An article in the current Discover magazine ponders invisibility. Sight is actually the perception of certain wavelengths of light, and by bending particular wavelengths around an object it can be rendered invisible. There’s nothing really new there, as anyone who’s heard of the Philadelphia Experiment knows. The next step of the quest, however, is to determine if, by sending parallel light rays at manipulated speeds, an event might be rendered invisible. Event in this sense of the word currently denotes an event on a cyclotronic scale, an incredibly miniscule and inconceivably brief occurrence. Since humans are endlessly inventive, the corollary is naturally what might transpire from there as larger events are targeted and rendered clandestine. Could an historic event be lived out in (or engineered into) complete obscurity? It sounds like science fiction, but these questions are being asked in the workaday world in which we live.

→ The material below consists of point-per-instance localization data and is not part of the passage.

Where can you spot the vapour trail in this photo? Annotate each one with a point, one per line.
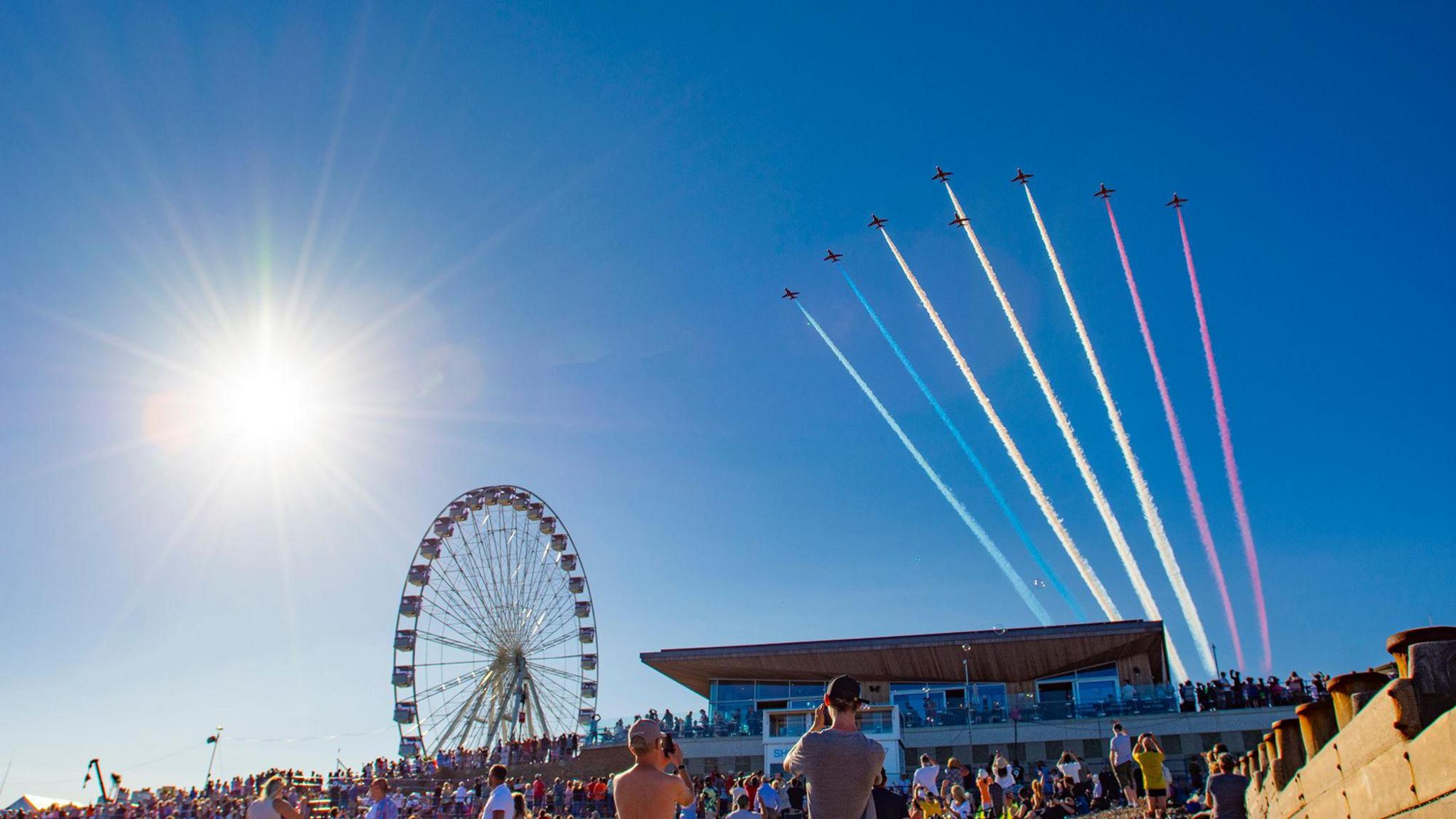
(960, 509)
(1145, 496)
(1175, 430)
(980, 470)
(1033, 486)
(1114, 530)
(1231, 466)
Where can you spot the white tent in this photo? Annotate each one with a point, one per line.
(31, 803)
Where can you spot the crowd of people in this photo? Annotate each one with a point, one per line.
(1235, 691)
(1228, 691)
(833, 766)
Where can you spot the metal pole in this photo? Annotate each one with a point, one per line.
(218, 739)
(965, 692)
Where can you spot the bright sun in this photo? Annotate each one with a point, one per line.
(267, 404)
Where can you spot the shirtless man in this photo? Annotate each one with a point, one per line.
(644, 791)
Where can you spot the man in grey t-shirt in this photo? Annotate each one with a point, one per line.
(839, 764)
(1226, 792)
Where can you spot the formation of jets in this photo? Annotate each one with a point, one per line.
(944, 176)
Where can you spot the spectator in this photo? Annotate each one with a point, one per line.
(1149, 758)
(500, 805)
(796, 795)
(769, 799)
(928, 773)
(889, 805)
(743, 809)
(1121, 759)
(644, 791)
(1226, 791)
(271, 805)
(382, 806)
(839, 764)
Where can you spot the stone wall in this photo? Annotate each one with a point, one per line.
(1375, 749)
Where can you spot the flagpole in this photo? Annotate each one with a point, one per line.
(216, 739)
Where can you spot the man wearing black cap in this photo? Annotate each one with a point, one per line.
(839, 764)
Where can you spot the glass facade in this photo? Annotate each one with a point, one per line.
(737, 706)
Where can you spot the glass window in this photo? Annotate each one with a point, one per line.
(774, 690)
(1097, 691)
(725, 690)
(989, 697)
(788, 724)
(875, 722)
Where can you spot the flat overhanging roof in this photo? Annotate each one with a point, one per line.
(1014, 655)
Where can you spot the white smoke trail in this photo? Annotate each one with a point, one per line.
(1145, 496)
(956, 503)
(1065, 424)
(1037, 493)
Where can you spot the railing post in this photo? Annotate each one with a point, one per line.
(1343, 690)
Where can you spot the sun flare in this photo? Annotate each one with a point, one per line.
(267, 404)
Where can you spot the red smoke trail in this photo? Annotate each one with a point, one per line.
(1184, 464)
(1229, 464)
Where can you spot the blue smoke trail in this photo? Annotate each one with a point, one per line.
(980, 470)
(965, 516)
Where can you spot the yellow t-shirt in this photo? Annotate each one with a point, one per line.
(1152, 766)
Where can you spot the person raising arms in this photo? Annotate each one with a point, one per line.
(839, 763)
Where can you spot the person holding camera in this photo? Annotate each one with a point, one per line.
(646, 791)
(839, 764)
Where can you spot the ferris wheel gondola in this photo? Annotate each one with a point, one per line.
(496, 634)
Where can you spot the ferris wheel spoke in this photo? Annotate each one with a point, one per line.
(453, 643)
(451, 621)
(483, 624)
(447, 663)
(557, 641)
(450, 684)
(494, 604)
(547, 594)
(461, 713)
(539, 666)
(562, 703)
(487, 612)
(446, 707)
(558, 627)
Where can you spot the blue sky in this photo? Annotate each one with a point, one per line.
(543, 245)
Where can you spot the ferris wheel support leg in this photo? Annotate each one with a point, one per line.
(458, 722)
(540, 714)
(500, 713)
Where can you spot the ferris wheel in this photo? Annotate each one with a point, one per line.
(496, 636)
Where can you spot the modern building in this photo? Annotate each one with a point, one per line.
(1028, 692)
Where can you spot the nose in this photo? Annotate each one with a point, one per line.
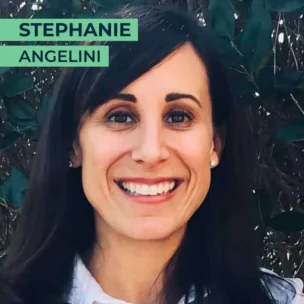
(150, 148)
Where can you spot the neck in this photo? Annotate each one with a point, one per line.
(131, 270)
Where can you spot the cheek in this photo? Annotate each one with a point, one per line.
(101, 149)
(194, 146)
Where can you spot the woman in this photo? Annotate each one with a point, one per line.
(140, 189)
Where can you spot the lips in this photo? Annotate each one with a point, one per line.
(148, 190)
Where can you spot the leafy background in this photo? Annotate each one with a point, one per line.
(262, 43)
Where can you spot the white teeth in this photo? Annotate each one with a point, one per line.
(156, 189)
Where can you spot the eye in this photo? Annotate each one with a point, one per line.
(120, 117)
(180, 117)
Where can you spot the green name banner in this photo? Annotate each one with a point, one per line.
(54, 56)
(68, 29)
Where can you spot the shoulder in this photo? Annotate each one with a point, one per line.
(283, 290)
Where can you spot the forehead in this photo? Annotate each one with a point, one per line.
(182, 70)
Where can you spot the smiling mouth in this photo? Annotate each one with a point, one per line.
(156, 190)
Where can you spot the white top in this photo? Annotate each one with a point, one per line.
(86, 290)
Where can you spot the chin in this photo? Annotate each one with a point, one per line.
(150, 230)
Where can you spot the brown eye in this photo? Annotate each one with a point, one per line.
(120, 117)
(179, 117)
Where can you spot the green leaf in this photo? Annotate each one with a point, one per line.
(14, 188)
(256, 41)
(292, 132)
(46, 13)
(8, 140)
(289, 81)
(265, 205)
(222, 18)
(18, 109)
(284, 6)
(20, 115)
(4, 70)
(288, 222)
(42, 108)
(265, 82)
(16, 84)
(242, 87)
(109, 4)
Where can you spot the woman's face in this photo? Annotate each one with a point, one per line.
(155, 135)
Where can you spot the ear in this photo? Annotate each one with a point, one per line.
(76, 155)
(218, 144)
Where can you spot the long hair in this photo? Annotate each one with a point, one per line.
(217, 255)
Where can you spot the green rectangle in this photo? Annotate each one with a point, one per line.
(68, 29)
(54, 56)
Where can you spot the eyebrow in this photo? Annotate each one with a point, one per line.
(169, 97)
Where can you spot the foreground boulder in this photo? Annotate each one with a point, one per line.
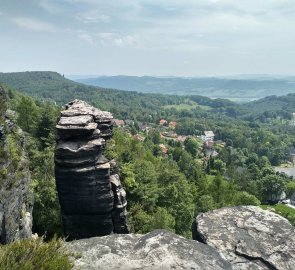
(93, 202)
(16, 198)
(156, 250)
(248, 237)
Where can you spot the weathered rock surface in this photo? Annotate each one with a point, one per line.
(16, 199)
(156, 250)
(248, 237)
(92, 199)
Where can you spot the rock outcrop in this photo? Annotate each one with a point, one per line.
(16, 198)
(156, 250)
(93, 202)
(248, 237)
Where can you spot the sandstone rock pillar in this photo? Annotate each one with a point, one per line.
(89, 195)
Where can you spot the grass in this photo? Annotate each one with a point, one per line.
(283, 210)
(34, 254)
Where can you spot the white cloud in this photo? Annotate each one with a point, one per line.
(93, 16)
(86, 37)
(109, 38)
(50, 7)
(33, 24)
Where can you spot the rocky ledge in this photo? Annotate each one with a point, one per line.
(156, 250)
(93, 201)
(248, 237)
(244, 237)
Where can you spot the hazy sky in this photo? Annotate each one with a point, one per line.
(148, 37)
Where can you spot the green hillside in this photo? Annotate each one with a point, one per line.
(240, 89)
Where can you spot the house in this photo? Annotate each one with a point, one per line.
(172, 124)
(138, 137)
(209, 135)
(163, 122)
(145, 128)
(181, 138)
(164, 149)
(291, 152)
(170, 134)
(119, 123)
(129, 122)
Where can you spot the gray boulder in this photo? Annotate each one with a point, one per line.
(248, 237)
(156, 250)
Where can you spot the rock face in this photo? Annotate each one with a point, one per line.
(248, 237)
(156, 250)
(92, 200)
(16, 199)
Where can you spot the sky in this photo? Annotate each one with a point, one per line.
(148, 37)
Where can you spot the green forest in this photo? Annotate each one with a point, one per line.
(162, 191)
(165, 190)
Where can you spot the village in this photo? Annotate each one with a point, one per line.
(208, 147)
(167, 131)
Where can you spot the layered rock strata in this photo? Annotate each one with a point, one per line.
(16, 198)
(248, 237)
(93, 202)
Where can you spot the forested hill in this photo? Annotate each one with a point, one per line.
(133, 105)
(236, 88)
(272, 103)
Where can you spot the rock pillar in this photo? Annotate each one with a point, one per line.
(92, 199)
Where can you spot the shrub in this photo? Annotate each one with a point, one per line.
(34, 254)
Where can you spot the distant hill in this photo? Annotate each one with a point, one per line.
(236, 88)
(53, 86)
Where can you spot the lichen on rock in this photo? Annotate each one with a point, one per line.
(159, 249)
(248, 237)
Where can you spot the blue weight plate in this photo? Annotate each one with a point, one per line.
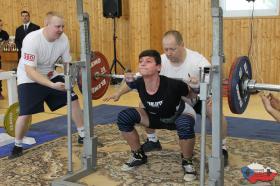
(238, 98)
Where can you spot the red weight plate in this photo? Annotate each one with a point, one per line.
(99, 85)
(238, 97)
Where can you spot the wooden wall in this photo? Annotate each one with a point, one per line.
(144, 22)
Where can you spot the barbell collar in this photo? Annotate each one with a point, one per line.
(252, 85)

Messing with history is related to fooling about with time. Twice every year we attempt to manipulate the standard determined by our sun and human convention to set clocks forward or back to maximize daylight at certain hours. We are rendering times invisible. Every year when I groggily adjust to the new time scale, I grumble about how wasteful it really is. Being one of those people who wakes up before the alarm clock goes off (I had never even heard the alarm on my current clock), twice this week I have found myself startled awake by the foreign beeping next to my head. In disbelief I stare at the 4 a.m. displayed in placid blue digits floating in the dark. Well, changing three time zones the day before setting clocks ahead probably didn’t help, but I wonder why we don’t just leave time alone.
Waiting for the bus in the dark, a silent kind of joy begins to grow as daylight creeps into those murky morning hours. Then we fool about with time and plunge those on the verge of daylight back into the darkness. Just that one hour leaves a nation yawning uncontrollably for a couple of weeks until our bodies adjust to the new schedule. Why can’t we leave time alone? People are never satisfied with time as it is, but since we can’t seem to stop it, perhaps we can render select portions of it invisible. The potential for abuse seems awfully large to me. Let’s put it to a vote. If we are going to make one historical event disappear, I suggest we do it twice annually. And those events would be the insane toying with time by setting our clocks ahead and back. Excuse me, but I feel another yawn coming on.